Female UR Medicine health worker wearing face shield, mask and gloves, gives jab in arm to patient

Photo Credit: UR Medicine

The Centers for Disease Control and Prevention is encouraging hospitals, emergency departments and emergency care facilities to administer COVID-19 vaccines to unvaccinated patients at discharge. Many hospitalized patients and ED patients are at higher risk for COVID-19 or its complications, so getting a vaccine prior to discharge may help reduce subsequent infection, morbidity and mortality.

University of Rochester Medicine (UR Medicine) has been vaccinating age-eligible patients, using the single-dose Johnson & Johnson/Janssen COVID-19 vaccine, prior to discharge or release from an inpatient stay or ED visit. This process started at Strong Memorial Hospital, located in Rochester, New York, in March 2021. At that time, the focus was on patients who require some type of long-term care services or support and those age 65 and older. It also included patients being discharged from or to residential or inpatient behavioral health care. The hospital projected 70 eligible discharged patients to receive the vaccine per day and between 400 and 500 per week.

According to Michael Apostolakos, M.D., chief medical officer, University of Rochester Medical Center, attending and bedside nurses talk to patients about getting vaccinated within 48 hours of discharge. These nurses explain the risks and benefits of the vaccine and offer patients the COVID-19 shot.

In an interview with Rochester First media, Apostolakos said, “People admitted to the hospital, some are not that ambulatory or may have trouble getting back to the hospital, so the fact that we get them while they’re here before they go home and convalescent from their illness — we can get them vaccinated and have them be done and not have to return.”

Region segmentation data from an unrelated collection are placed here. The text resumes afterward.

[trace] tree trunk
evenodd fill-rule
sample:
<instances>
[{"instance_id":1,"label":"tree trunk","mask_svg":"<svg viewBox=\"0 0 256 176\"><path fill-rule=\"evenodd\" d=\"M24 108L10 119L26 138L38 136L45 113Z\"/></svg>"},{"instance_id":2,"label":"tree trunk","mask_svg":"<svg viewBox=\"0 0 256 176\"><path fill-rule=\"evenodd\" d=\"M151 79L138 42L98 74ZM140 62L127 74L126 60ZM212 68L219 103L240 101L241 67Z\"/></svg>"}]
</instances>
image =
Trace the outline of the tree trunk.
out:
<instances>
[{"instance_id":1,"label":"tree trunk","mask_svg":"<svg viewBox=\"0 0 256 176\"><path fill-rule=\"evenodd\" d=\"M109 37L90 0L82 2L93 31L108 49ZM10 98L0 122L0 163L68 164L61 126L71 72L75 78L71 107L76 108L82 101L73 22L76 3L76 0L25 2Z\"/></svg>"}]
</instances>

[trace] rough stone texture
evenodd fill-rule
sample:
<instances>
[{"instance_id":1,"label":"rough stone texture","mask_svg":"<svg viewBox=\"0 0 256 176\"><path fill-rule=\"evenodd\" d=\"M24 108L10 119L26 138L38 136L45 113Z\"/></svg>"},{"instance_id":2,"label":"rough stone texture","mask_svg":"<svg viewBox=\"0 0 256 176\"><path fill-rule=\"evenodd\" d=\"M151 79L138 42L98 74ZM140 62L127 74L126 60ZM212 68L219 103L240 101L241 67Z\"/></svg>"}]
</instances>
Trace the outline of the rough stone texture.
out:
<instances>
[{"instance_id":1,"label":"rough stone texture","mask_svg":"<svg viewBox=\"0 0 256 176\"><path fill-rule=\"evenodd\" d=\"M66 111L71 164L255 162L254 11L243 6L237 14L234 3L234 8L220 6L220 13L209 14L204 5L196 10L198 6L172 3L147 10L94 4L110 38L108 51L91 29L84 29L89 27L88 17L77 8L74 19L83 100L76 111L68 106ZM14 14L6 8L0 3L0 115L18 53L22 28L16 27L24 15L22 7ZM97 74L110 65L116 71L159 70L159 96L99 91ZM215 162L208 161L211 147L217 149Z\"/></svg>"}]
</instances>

Apostolakos also shared that many patients and families have been excited to receive the vaccine.

As COVID-19 continues to spread and new variants like delta increase the risks for infection, UR Medicine has begun earmarking vaccine doses for discharged patients at hospitals and care facilities across its network.

The delta variant’s presence also has caused UR Medicine, as well as other hospitals, health systems and public health officials across the country, to put the focus back on prevention and reevaluate restrictions. COVID-19 testing before medical procedures began August 23, 2021, for all patients at all UR Medicine facilities, regardless of vaccination status. In addition, masks are required of visitors at all UR Medicine health care facilities, regardless of vaccination status.